Суббота, 01 марта 2014 00:00
Оцените материал
(0 голосов)

МАРИНА МАТВЕЕВА

ПОСЛЕМОЛВИЕ К «БЕСМОЛВИЮ»
(рецензия на книгу Андрея Костинского «Бесмолвие»)

На днях мне прислали очередной номер известного харьковского журнала «ЛАВА», который предваряло следующее вступление: «…началась и уже разворачивается, как туго уложенная в шкатулке истории пружина, какая-то новая эпоха в жизни, культуре, быте, наконец. Эти времена предлагают человеку нелёгкий выбор – остаться (хотя бы потенциально) творческой личностью, подобием Божьим, или опуститься, оказавшись бессильной и безнадежной частью охваченной паникой/ненавистью толпы.
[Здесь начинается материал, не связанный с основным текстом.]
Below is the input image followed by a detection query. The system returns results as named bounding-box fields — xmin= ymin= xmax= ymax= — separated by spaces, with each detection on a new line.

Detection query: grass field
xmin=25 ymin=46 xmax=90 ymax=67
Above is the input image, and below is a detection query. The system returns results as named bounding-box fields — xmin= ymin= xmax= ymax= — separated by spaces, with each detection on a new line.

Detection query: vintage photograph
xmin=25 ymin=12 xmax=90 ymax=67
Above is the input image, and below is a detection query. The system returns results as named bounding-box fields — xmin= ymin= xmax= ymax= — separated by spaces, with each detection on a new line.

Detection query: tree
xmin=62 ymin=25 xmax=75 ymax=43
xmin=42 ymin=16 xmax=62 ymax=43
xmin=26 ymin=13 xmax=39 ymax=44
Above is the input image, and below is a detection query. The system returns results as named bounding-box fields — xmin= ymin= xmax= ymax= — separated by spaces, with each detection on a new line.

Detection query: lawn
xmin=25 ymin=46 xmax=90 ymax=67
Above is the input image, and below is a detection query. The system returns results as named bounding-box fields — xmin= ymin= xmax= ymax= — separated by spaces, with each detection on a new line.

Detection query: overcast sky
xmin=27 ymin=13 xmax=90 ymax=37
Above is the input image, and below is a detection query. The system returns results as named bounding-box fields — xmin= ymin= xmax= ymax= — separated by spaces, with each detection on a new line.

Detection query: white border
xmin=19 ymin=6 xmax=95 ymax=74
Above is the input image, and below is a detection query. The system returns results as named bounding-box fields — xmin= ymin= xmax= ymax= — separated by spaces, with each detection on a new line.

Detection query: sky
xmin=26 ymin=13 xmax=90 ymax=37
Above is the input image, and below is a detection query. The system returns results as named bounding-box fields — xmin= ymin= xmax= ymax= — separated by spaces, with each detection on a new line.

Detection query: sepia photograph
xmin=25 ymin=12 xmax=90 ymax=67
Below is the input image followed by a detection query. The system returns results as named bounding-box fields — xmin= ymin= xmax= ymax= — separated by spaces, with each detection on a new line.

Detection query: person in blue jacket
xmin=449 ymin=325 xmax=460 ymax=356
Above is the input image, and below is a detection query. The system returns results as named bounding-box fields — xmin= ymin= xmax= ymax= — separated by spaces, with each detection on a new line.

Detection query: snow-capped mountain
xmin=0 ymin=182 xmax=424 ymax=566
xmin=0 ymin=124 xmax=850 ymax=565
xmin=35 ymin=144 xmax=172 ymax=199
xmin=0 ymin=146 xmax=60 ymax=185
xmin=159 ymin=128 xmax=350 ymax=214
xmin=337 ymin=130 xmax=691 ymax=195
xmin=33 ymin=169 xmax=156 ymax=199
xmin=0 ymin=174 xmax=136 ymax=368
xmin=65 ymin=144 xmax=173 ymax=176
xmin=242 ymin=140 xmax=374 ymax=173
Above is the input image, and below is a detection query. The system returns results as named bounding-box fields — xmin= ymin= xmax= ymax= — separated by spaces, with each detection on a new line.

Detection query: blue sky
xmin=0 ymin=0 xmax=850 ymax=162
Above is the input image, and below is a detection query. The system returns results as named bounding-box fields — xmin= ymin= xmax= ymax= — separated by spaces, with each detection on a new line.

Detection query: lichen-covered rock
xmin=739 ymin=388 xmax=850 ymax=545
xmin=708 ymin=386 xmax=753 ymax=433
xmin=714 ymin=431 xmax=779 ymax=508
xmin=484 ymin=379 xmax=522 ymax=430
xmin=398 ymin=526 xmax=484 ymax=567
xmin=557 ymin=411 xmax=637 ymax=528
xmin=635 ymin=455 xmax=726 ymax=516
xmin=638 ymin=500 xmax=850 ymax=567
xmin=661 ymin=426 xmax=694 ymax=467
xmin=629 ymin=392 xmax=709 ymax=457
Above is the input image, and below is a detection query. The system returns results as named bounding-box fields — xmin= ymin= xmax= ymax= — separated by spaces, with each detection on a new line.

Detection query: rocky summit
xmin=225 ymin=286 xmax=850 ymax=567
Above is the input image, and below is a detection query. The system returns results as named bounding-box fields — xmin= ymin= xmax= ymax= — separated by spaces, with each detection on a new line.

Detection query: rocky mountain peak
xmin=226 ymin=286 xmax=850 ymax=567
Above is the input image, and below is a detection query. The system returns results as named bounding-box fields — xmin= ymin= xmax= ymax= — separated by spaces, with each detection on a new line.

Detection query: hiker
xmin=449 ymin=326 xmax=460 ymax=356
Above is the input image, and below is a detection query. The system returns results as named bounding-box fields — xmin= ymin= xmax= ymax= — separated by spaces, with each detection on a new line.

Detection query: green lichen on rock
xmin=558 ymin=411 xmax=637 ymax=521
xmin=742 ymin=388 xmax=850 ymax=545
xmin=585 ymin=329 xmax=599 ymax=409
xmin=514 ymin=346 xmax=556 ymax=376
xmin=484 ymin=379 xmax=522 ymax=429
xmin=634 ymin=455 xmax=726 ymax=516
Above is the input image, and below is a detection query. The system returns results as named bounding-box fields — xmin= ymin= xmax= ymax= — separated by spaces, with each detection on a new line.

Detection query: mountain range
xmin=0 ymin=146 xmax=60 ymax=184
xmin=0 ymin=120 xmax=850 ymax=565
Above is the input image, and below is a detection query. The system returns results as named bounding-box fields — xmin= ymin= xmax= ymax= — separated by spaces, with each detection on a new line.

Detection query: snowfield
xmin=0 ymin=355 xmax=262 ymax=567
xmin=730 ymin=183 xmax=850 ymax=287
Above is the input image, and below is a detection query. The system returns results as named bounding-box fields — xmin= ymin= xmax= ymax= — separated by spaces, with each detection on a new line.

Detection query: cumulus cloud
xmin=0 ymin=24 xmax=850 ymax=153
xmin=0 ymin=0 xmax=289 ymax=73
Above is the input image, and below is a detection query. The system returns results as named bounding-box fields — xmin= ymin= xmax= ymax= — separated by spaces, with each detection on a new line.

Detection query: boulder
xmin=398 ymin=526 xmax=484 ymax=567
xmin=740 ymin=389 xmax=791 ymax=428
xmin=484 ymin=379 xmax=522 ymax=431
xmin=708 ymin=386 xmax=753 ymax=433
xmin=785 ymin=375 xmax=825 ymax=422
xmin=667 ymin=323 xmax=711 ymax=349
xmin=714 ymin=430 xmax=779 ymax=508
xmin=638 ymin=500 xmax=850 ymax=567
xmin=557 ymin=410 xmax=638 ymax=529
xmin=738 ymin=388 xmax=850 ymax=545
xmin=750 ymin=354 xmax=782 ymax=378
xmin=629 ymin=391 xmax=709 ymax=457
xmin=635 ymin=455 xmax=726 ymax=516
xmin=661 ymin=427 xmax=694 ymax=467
Но именно в такие годины исключительно важно вспомнить то лучшее, то (не убоимся этого слова) – заглавное, что сделало Харьковскую Цивилизацию общеевропейским и – скажем ещё шире – общемировым достоянием».

То же можно сказать и о Крымской Цивилизации, и о любом городе, в котором, несмотря ни на какие ужасы и истерию, продолжают жить и творить истинные личности – подобия (а то и конкуренты) Творца Небесного.

И каждый из нас думает о возможности снова спокойно дружить, сотрудничать, развиваться, мирно ездить друг другу в гости, на творческие фестивали. Харьковчане – издавна частые гости крымских фестивалей, в их журнале публикуются наши авторы (есть они и в последнем номере) и освящаются наши культурные события. То же можно сказать и о крымчанах – мы ездили в Харьков и ездить будем. Не далее как на сентябрь нынешнего года планируется в этом городе фестиваль авангардного искусства «АВАЛГАРД», на который приглашены крымские поэты и художники. Надеемся, это творческое путешествие будет для нас возможным.

А сейчас – слово о новой книге одного из издателей «ЛАВЫ» и организаторов «АВАЛГАРДА» – поэта и издателя Андрея Костинского.

***

Пусть под дыхом догорают штормы –
лицастатуи a-la Romania.
Показательной тюрьмою формы
мы ещё и не таких заманим.

Позволю себе предварить рецензию своим четверостишием – из стихотворения «Мысль не размножается в неволе…» цикла «Парадоксы творчества». Ибо посвящается это исследование поэту не просто парадоксальному, а такому, на котором парадоксальность можно изучать, как в научно-экспериментальной лаборатории. Книга Андрея Костинского «Бесмолвие» – книга молитв, книга о сотворении мира, звёзд, деревьев, человека, об Адаме и Еве, о Христе, о рыбах, птицах, рогатых оленях… Почему тогда – «бес»? И что он «молвит»?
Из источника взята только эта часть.